Le prolongement de la phase III permet également de recenser d’éventuels effets indésirables tardifs. Mais en réalité, les agences nationales et internationales considèrent qu’il y a très peu de chances que cela arrive. Elles estiment qu’elles ont eu suffisamment de données pour trancher sur la balance “bénéfices-risques” des vaccins contre le Covid-19: tous les produits qu’elles ont autorisés apportent beaucoup plus de bien que de mal, selon ces institutions.

Cette règle “bénéfices-risques” prévaut pour tout médicament, pandémie ou non.

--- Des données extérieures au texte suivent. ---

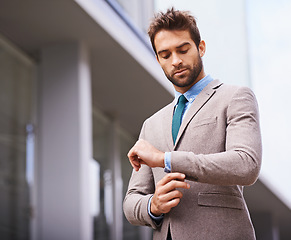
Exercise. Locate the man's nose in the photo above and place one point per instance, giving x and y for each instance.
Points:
(176, 60)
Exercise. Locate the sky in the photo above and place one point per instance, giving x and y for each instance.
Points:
(267, 29)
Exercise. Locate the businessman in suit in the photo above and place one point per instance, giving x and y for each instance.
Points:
(195, 155)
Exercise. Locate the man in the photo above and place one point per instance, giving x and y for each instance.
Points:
(188, 179)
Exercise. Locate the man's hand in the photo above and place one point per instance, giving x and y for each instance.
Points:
(166, 195)
(144, 153)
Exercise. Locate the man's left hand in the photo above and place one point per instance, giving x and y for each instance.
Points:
(145, 153)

Le doliprane (mortel après 6 comprimés) ou la pilule -dont le risque de provoquer un AVC est de 1 à 10  sur 10 000- sont aussi autorisés, du moment que ces effets indésirables sont identifiés et qu’ils sont très largement moins fréquents que les effets désirés. 

Un an de recul sur la phase III 

En réalité, on dispose déjà d’un peu de recul sur les vaccins ARN. Parce que cela fait maintenant un an que les patients des essais de phase III ont été vaccinés. Si un effet grave et fréquent avait été détecté, il aurait provoqué une suspension de l’autorisation conditionnelle de mise sur le marché, délivrée par l’Agence européenne du médicament (EMA). 

Par ailleurs, les CHU, les centres de pharmacovigilance et l’ANSM surveillent quotidiennement tout événement pouvant entraîner une suspicion d’effet indésirable inconnu grave. Au moindre doute, vous pouvez vous-même signaler un symptôme, il sera examiné. 

Que va-t-il se passer 2 ou 5 ans après l’injection? 

Dernière interrogation: malgré tous ces éléments garantissant la sécurité des vaccins, on ne sait pas ce qu’il se passe, 2 ou 5 ou 20 ans après le schéma vaccinal. C’est vrai. Mais la quasi-totalité des effets secondaires des vaccins apparaissent “huit semaines après l’injection”, précise le MIT. 

En effet, la prise de ce médicament se fait en une fois, et n’est que très rarement répétée (lors de rappels, très sporadiques). Et l’ARN des vaccins a une durée de vie de “quelques heures à quelques jours au maximum”, dans notre organisme, avant d’être dégradée et de disparaître, comme l’explique cette étude, publiée en 2001 dans Molecular and Cellular Biology

Autrement dit, l’ARN messager n’aurait que quelques jours pour causer du mal (s’il devait en causer). Voilà pourquoi on cite souvent le fait que 3,5 milliards de doses ont déjà été injectées sans problèmes (au-delà de très rares effets indésirables non prévus, largement évoqués dans la presse, et au-delà des effets indésirables connus, résumé dans ce flyer de l’ANSM, téléchargeable ici).

“L’ARN messager ne persiste pas dans le corps humain au-delà de quelques heures, il n’y a donc aucun risque d’effet secondaire tardif au bout de plusieurs mois ou de plusieurs années”, résume Karine Lacombe, cheffe de service des maladies infectieuses de l’Hôpital Saint-Antoine à Paris, ce jeudi 5 août sur France Inter. 

Et les autres ingrédients? 

Il est vrai qu’on découvre régulièrement la toxicité de produits considérés jusqu’à présent comme sans danger. Rien ne prouve que cela n’arrivera jamais avec l’un des ingrédients présents dans le vaccin à ARNm. Mais comme rien ne prouve non plus que ce que vous mangez, vos soins beauté, et toute la matière qui vous entoure ne vont pas se révéler dangereux à un moment donné. 

Des produits considérés comme anodins s’avèrent parfois plus toxiques que l’on ne croyait. Le risque zéro n’existe pas. Le vaccin n’échappe pas à cette règle. Concernant les vaccins à ARN messager, les autres ingrédients sont néanmoins fiables et également dégradés rapidement dans l’organisme: l’ARN est entouré de gras, qui disparaît en deux heures. La liste des ingrédients du vaccin Pfizer est par exemple disponible en ligne. Q’y trouve-t-on? Saccharose, cholestérol, eau, les excipients sont connus et sûrs, cela fait partie des vérifications des institutions.